Perhaps most important is the fact that they’re looking for people who hold a DevOps certification. Getting this vaunted document isn’t difficult, especially if you have any experience in deploying apps or working as a part of a larger IT team. Most people should be able to complete a full in less than 60 hours, so you can probably gain a certification in your free time and still hold down your current job.
You might even be able to apply some experience from your current job toward a certification. If you’ve worked with Ansible or Docker, for instance, then you’re already ahead of the game.
Mobile App Developer
Plenty of pundits were saying that mobile app development is dead because most people only ever use the software that came stock with their phones. They were proven wrong as news broke that eBay sold more than $1.5 billion worth of products through its mobile app. That alone should prove that the market for mobile developers is more vibrant than ever before.
Best of all, you don’t have to do much preparation if you want to work in the field. One of the industry’s best kept secrets is that mobile developers are often multiplatform programmers who got their start writing apps for something other than consumer phones.

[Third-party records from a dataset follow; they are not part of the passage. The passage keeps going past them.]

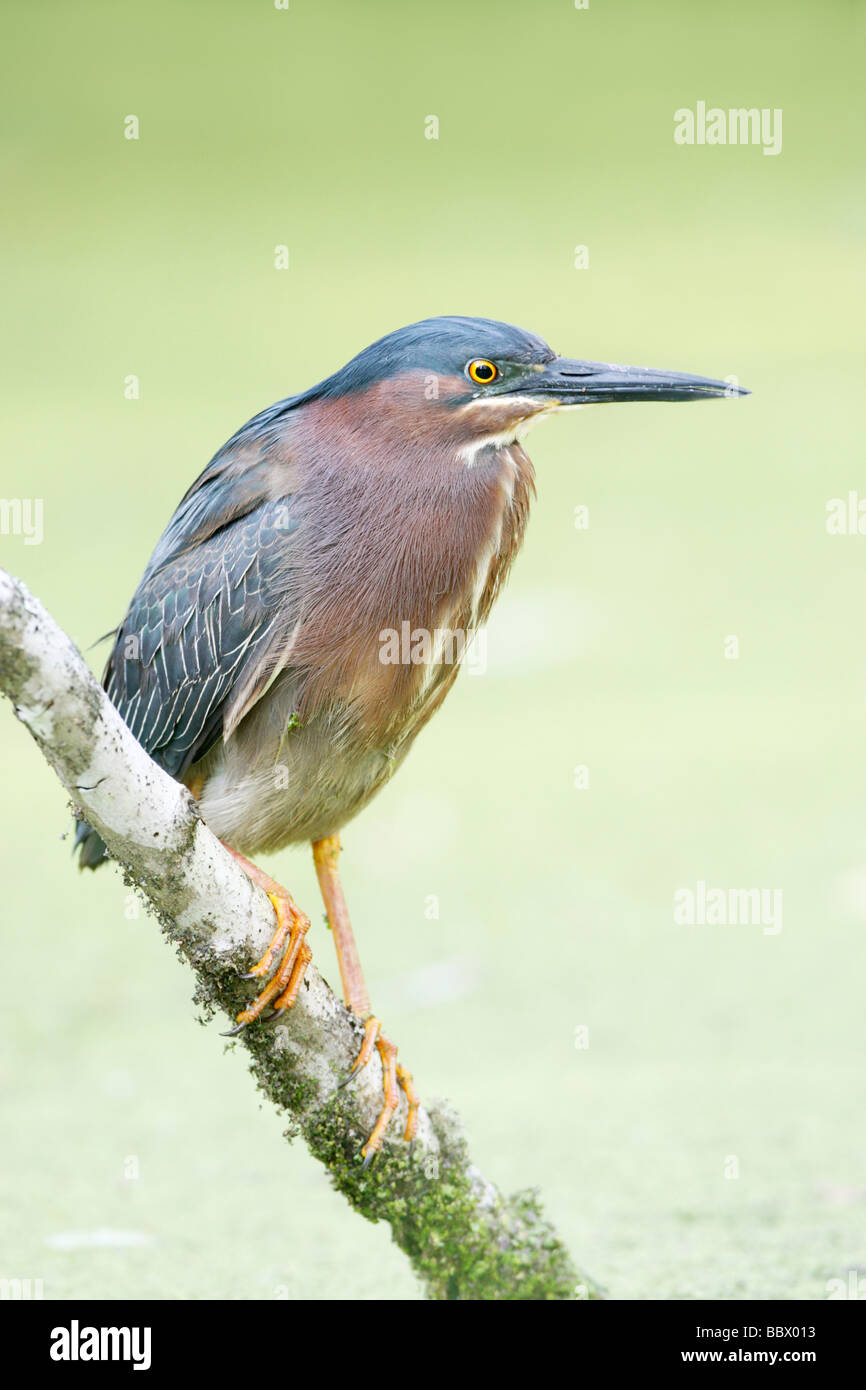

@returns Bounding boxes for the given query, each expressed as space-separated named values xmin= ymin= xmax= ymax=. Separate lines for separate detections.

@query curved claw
xmin=221 ymin=1004 xmax=284 ymax=1037
xmin=220 ymin=1019 xmax=249 ymax=1038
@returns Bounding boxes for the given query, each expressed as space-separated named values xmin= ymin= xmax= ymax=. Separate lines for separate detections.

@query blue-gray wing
xmin=103 ymin=496 xmax=299 ymax=777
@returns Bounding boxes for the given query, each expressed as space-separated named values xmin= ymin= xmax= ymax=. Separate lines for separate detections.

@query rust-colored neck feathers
xmin=278 ymin=373 xmax=538 ymax=740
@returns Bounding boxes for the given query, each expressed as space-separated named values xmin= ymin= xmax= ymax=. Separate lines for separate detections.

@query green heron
xmin=75 ymin=316 xmax=747 ymax=1159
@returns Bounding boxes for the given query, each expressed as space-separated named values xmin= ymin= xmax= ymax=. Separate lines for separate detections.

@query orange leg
xmin=221 ymin=845 xmax=311 ymax=1034
xmin=313 ymin=834 xmax=418 ymax=1161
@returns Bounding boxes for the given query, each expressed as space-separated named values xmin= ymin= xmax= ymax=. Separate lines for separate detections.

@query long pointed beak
xmin=520 ymin=357 xmax=749 ymax=403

Review your resumé and make it obvious that you have experience writing code for various environments. Employers will actually like the fact that you’re well-rounded.
Professional Data Scientist
Big data is quickly becoming big business, but there’s a lack of qualified personnel to fill all of the available positions. Companies are rushing to monetize the huge amounts of data they’ve collected, and they’re also trying to make better decisions by predicting their customer’s needs based on what they know about them. Fortunately, it might be relatively easy to burst into this segment of the market.

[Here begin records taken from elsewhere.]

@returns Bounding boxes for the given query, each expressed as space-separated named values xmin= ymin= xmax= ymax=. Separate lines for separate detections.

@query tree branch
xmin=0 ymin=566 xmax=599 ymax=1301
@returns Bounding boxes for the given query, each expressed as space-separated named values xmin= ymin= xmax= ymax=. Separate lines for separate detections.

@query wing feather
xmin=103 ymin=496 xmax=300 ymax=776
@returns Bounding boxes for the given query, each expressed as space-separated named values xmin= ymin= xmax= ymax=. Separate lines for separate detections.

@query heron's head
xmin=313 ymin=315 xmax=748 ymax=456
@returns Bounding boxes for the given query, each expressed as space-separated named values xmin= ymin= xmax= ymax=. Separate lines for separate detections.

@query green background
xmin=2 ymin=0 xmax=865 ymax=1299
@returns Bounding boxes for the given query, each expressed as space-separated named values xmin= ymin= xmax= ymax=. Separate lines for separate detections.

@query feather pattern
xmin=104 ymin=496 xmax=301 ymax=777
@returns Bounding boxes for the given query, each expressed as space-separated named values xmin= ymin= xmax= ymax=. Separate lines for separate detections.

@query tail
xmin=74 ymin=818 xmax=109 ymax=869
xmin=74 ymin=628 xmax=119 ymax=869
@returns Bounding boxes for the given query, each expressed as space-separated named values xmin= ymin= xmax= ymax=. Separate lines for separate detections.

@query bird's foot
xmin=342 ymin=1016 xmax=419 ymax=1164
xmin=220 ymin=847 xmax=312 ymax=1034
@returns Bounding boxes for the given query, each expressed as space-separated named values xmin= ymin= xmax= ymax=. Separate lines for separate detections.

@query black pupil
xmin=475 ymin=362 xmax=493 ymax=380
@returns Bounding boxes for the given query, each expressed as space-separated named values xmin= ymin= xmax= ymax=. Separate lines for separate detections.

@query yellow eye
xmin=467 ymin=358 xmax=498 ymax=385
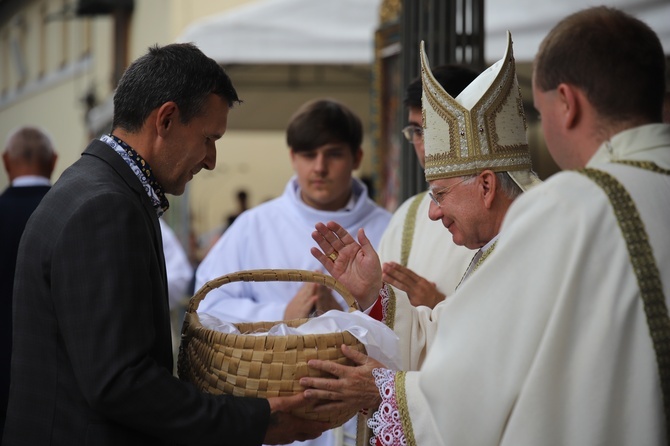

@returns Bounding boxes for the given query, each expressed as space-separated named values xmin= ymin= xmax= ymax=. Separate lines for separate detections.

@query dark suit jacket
xmin=0 ymin=184 xmax=51 ymax=436
xmin=2 ymin=141 xmax=270 ymax=446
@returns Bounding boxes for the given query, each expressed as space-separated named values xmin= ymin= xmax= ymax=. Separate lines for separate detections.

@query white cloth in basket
xmin=199 ymin=310 xmax=402 ymax=370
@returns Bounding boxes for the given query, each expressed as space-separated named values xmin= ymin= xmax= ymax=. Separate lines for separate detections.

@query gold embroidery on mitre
xmin=421 ymin=32 xmax=531 ymax=182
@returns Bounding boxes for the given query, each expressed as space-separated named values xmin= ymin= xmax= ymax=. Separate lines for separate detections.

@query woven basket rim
xmin=178 ymin=269 xmax=365 ymax=425
xmin=187 ymin=269 xmax=359 ymax=314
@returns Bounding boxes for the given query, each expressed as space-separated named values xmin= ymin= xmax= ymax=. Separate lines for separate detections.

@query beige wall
xmin=0 ymin=66 xmax=94 ymax=179
xmin=0 ymin=1 xmax=113 ymax=184
xmin=0 ymin=0 xmax=377 ymax=256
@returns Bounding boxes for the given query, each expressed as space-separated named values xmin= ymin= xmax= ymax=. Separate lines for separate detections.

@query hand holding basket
xmin=178 ymin=269 xmax=366 ymax=427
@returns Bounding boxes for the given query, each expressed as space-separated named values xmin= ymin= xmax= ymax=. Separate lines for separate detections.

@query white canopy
xmin=485 ymin=0 xmax=670 ymax=61
xmin=177 ymin=0 xmax=382 ymax=65
xmin=177 ymin=0 xmax=670 ymax=65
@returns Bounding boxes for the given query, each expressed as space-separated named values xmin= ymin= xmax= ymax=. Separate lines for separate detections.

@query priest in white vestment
xmin=299 ymin=7 xmax=670 ymax=446
xmin=316 ymin=30 xmax=540 ymax=373
xmin=376 ymin=66 xmax=478 ymax=309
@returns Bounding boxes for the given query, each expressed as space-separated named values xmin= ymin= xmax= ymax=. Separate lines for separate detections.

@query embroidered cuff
xmin=368 ymin=368 xmax=406 ymax=446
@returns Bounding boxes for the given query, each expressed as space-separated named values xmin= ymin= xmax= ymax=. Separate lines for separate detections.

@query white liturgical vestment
xmin=369 ymin=124 xmax=670 ymax=445
xmin=195 ymin=176 xmax=390 ymax=323
xmin=195 ymin=176 xmax=390 ymax=446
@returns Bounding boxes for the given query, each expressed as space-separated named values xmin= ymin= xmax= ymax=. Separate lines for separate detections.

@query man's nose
xmin=427 ymin=199 xmax=443 ymax=221
xmin=203 ymin=145 xmax=217 ymax=170
xmin=314 ymin=153 xmax=327 ymax=172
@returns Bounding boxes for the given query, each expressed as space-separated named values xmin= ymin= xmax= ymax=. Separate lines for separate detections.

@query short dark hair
xmin=286 ymin=98 xmax=363 ymax=154
xmin=404 ymin=64 xmax=480 ymax=108
xmin=112 ymin=43 xmax=240 ymax=132
xmin=534 ymin=6 xmax=666 ymax=124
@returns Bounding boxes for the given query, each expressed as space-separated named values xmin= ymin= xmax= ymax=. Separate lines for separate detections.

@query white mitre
xmin=421 ymin=31 xmax=541 ymax=191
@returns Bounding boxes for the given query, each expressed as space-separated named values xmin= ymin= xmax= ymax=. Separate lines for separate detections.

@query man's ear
xmin=352 ymin=147 xmax=363 ymax=170
xmin=288 ymin=148 xmax=299 ymax=171
xmin=155 ymin=102 xmax=179 ymax=136
xmin=2 ymin=151 xmax=9 ymax=172
xmin=43 ymin=153 xmax=58 ymax=179
xmin=556 ymin=83 xmax=580 ymax=130
xmin=479 ymin=170 xmax=497 ymax=209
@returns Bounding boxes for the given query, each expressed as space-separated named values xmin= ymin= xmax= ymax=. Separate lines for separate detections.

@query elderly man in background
xmin=0 ymin=126 xmax=57 ymax=437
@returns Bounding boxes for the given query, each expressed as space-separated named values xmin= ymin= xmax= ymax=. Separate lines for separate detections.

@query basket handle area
xmin=187 ymin=269 xmax=360 ymax=314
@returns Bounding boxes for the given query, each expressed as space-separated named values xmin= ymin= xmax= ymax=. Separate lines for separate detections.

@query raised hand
xmin=382 ymin=261 xmax=446 ymax=308
xmin=310 ymin=221 xmax=383 ymax=310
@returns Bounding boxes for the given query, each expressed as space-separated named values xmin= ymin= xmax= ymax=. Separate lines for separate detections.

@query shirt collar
xmin=481 ymin=233 xmax=499 ymax=253
xmin=292 ymin=177 xmax=359 ymax=212
xmin=100 ymin=134 xmax=170 ymax=217
xmin=587 ymin=123 xmax=670 ymax=168
xmin=11 ymin=175 xmax=51 ymax=187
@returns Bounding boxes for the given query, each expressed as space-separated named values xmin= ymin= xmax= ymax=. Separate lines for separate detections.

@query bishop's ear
xmin=479 ymin=170 xmax=497 ymax=209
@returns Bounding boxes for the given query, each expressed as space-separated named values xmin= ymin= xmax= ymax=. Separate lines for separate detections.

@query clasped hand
xmin=300 ymin=344 xmax=384 ymax=417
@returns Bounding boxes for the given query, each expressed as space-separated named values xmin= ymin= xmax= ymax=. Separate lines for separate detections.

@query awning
xmin=485 ymin=0 xmax=670 ymax=61
xmin=177 ymin=0 xmax=382 ymax=65
xmin=177 ymin=0 xmax=670 ymax=65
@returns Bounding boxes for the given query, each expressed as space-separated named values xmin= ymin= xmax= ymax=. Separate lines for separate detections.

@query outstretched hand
xmin=382 ymin=261 xmax=446 ymax=308
xmin=264 ymin=393 xmax=332 ymax=444
xmin=300 ymin=344 xmax=384 ymax=415
xmin=310 ymin=221 xmax=383 ymax=310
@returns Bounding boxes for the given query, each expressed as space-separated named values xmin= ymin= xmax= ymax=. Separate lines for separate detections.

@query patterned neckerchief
xmin=100 ymin=134 xmax=169 ymax=217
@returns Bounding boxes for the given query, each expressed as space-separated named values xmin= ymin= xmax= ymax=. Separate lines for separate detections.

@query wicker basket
xmin=178 ymin=269 xmax=366 ymax=427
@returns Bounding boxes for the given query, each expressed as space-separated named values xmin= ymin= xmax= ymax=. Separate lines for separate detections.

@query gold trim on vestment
xmin=474 ymin=240 xmax=498 ymax=271
xmin=395 ymin=371 xmax=417 ymax=446
xmin=355 ymin=412 xmax=372 ymax=446
xmin=612 ymin=159 xmax=670 ymax=174
xmin=456 ymin=241 xmax=498 ymax=290
xmin=384 ymin=285 xmax=396 ymax=331
xmin=401 ymin=192 xmax=427 ymax=267
xmin=580 ymin=161 xmax=670 ymax=440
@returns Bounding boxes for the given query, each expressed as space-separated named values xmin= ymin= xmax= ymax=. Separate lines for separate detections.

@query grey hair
xmin=461 ymin=171 xmax=523 ymax=200
xmin=4 ymin=126 xmax=56 ymax=165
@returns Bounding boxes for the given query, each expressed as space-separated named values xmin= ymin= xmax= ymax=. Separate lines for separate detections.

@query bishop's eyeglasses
xmin=428 ymin=177 xmax=470 ymax=207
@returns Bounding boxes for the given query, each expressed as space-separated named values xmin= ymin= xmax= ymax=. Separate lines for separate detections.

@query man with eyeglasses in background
xmin=376 ymin=65 xmax=479 ymax=310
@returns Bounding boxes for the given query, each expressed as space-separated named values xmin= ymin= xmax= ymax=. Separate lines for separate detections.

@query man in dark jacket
xmin=2 ymin=43 xmax=327 ymax=446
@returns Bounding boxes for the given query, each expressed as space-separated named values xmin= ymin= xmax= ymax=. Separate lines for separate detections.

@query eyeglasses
xmin=428 ymin=177 xmax=470 ymax=207
xmin=401 ymin=125 xmax=423 ymax=144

Perhaps you’ve managed spreadsheets or transactional databases in the past. You might have some experience with SQL or another fairly common platform. This is a great start. You might consider applying for a short refresher course on statistics, which can improve your chances of landing one of these coveted jobs. Consider taking a course on R programming as well, which is becoming extremely popular because one of biggest implementations of it went open-source.

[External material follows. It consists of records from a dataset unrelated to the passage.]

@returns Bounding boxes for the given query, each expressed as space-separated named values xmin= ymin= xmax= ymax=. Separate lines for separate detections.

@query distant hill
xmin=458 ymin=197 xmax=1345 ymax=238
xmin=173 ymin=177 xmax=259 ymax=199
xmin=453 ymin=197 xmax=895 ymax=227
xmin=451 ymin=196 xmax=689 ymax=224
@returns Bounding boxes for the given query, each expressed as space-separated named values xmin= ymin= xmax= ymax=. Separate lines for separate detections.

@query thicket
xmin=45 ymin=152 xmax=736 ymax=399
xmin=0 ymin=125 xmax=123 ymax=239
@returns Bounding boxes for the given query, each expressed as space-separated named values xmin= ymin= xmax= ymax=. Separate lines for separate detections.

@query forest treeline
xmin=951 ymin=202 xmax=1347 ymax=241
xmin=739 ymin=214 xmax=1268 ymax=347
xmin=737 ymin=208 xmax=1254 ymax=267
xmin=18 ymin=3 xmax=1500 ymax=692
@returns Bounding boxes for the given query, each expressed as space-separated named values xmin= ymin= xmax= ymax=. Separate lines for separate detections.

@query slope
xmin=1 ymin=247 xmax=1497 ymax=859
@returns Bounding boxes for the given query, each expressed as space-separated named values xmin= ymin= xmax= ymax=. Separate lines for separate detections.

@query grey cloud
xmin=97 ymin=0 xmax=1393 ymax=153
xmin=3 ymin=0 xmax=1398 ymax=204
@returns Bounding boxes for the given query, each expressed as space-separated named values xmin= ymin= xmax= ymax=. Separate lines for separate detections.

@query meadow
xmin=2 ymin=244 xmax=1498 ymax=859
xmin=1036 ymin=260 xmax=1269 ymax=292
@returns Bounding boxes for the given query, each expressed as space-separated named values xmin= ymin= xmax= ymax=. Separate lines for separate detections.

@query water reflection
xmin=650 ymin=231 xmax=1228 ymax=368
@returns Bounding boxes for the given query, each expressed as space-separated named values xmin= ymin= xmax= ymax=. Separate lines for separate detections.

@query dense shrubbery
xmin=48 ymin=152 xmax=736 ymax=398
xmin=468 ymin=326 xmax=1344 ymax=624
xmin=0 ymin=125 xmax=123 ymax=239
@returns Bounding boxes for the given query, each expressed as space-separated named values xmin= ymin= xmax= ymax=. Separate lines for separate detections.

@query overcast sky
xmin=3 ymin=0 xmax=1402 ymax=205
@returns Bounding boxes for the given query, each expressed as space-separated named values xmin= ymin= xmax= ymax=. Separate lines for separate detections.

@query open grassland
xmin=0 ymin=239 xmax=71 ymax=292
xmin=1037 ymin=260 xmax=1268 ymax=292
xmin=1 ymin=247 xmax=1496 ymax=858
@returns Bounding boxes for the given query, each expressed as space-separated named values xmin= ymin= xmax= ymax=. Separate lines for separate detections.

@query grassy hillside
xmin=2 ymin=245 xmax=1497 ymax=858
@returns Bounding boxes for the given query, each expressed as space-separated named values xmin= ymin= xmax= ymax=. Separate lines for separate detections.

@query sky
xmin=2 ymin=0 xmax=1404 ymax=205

Microsoft dropped a big bombshell when they announced that their IoT platform was going to have more in common with Unix than Windows NT. It seems like everyone needs to hire programmers who have traditional skills so they can get to work coding for embedded systems.
You’ll want to brush up on your C if you’re looking to apply for one of these jobs. More than likely, you’ll want to take a course on one of the new dialects that are coming out. These are going to power a new generation of IoT devices in the coming years.
It speaks volumes about the world we live in that network penetration testing was actually turned into a television drama. Companies are becoming terrified of the risk of major breaches, and GDPR agents are threatening legal action to those who leak customer data. Even embedded device manufacturers seem to be concerned, which is making infosec research a big business. Taking a few courses on the latest developments in firewall design and data encryption could be all you need to transition into this field.
News agencies have long been calling for an end to the cryptocurrency era, but countless firms have migrated unrelated workflows to cryptographic ledgers. Some Internet users have even turned to the technology to fight censorship.
Coders who’d like to get into this field can take an online weekend course, which should prove very attractive on a resumé.